Bank Square Coffeehouse, Wednesdays, 6 p.m.
Sign up at 5:30. A Thom Joyce production, this replicates the welcoming, laid-back vibe of a second open mic he hosts at the Howland Cultural Center, and features a similar abundance of instruments and sound gear. The cafe keeps a playable house guitar in the lounge area, so music is a natural here. Evenings can be idyllic when Joyce sets up on the ample patio.

Town Crier Open Mic, Thursdays, 7 p.m.
Sign up from 5 to 6:30 p.m. Vigilant host Steve Kirkman strikes the right balance, keeping the show moving while ensuring that musicians have what they need. After he plays a tune or two to set the mood, Kirkman draws, at random, the names of the first 16 people who signed up and calls them onstage to perform two songs. 

The chance to hold court on Towne Crier’s Salon Stage, where name acts have appeared, is a plus, as is the sound system. Musicians can hear every lyric and note — for better or worse — from a floor speaker that faces them. An electronic piano provides an alternative to the parade of guitars, and Kirkman fixes inaudible instruments, mixer issues and other technical problems. Forgetting words or stopping midway through a song is OK. The crowd hoots and hollers anyway.

Beacon Sloop Club, Circle of Song, first Fridays, 8:30 p.m.
The spirits of Woody Guthrie and Pete Seeger live on at this communal gathering, which began in the 1970s and is held after the nonprofit’s business meeting and potluck dinner. Everyone gets to lead at least one song, depending on how many people attend, and musicians play along whenever the feeling hits. In addition to guitars, accompaniment might include fiddle, banjo, mandolin, ukulele, hand drum and backing vocals. During a recent jam, 10 musicians took turns swiveling the microphone around the circle’s center, playing through the night.

Howland Center, Lit Lit, first Fridays, 7 p.m.
Almost every seat is filled for this literary open mic at Howland, a former library where a few hundred books cram several shelves in the second-story gallery.
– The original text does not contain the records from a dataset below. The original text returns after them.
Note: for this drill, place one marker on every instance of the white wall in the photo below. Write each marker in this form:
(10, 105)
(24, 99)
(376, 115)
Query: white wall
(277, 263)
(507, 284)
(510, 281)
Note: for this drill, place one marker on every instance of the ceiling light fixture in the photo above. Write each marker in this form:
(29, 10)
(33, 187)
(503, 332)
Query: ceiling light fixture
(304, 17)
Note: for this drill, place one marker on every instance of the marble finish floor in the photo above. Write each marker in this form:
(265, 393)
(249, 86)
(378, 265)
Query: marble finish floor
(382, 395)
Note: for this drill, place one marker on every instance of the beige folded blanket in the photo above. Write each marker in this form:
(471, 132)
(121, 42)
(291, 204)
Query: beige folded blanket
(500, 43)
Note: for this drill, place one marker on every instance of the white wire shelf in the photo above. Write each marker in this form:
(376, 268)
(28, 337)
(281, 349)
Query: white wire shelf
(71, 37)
Host and accomplished author Donna Minkowitz often recruits featured readers, who get around 15 minutes to start things off. Others have five minutes, but no one’s timing. Themes lean toward memoir and personal stories, but performers also read fiction, poetry, music lyrics and other literary styles. Beer, wine and snacks enhance the salon ambiance. Sign-up options at

Howland Center, fourth Fridays, 8 p.m.
Sign up at 7:30 p.m. Donation requested, $3 to $5. Local fixture Thom Joyce lays out a rug from his home and lugs in enough gear to outfit a small indie band. Another amenity is the Steinway grand piano. 

Joyce, the hospitable host of this event for the past 25 years, buzzes back and forth between the stage and the mixer like a hummingbird. Proud of his players, he praised a guitarist who picked up the instrument not long ago. “He’s really come a long way,” said Joyce. “It’s so great to see.” He also happily records videos for the musicians, bakes brownies, delights in delivering rousing introductions and encourages visitors to use his guitar — unless the person is intoxicated. Attend before his tenure ends: Starting in 2023, a new host will preside over this longstanding soiree.

Cold Spring 

J.R. Murphy’s, Irish Jam Session, second and fourth Sundays, 6 p.m.

During warm months, the music spills into the streets at Main Street and Morris Avenue (Route 9D), Cold Spring’s crossroad. Regulars include fiddlers, who drive the melody, and guitar players providing support. The repertoire sticks to traditional instrumental fare (sans solos), including well-established jigs, reels and hornpipes. A cheat sheet with song names and starting notes keeps players on point. This music requires feeling, and sipping a well-poured Guinness during breaks can help participants get into the groove.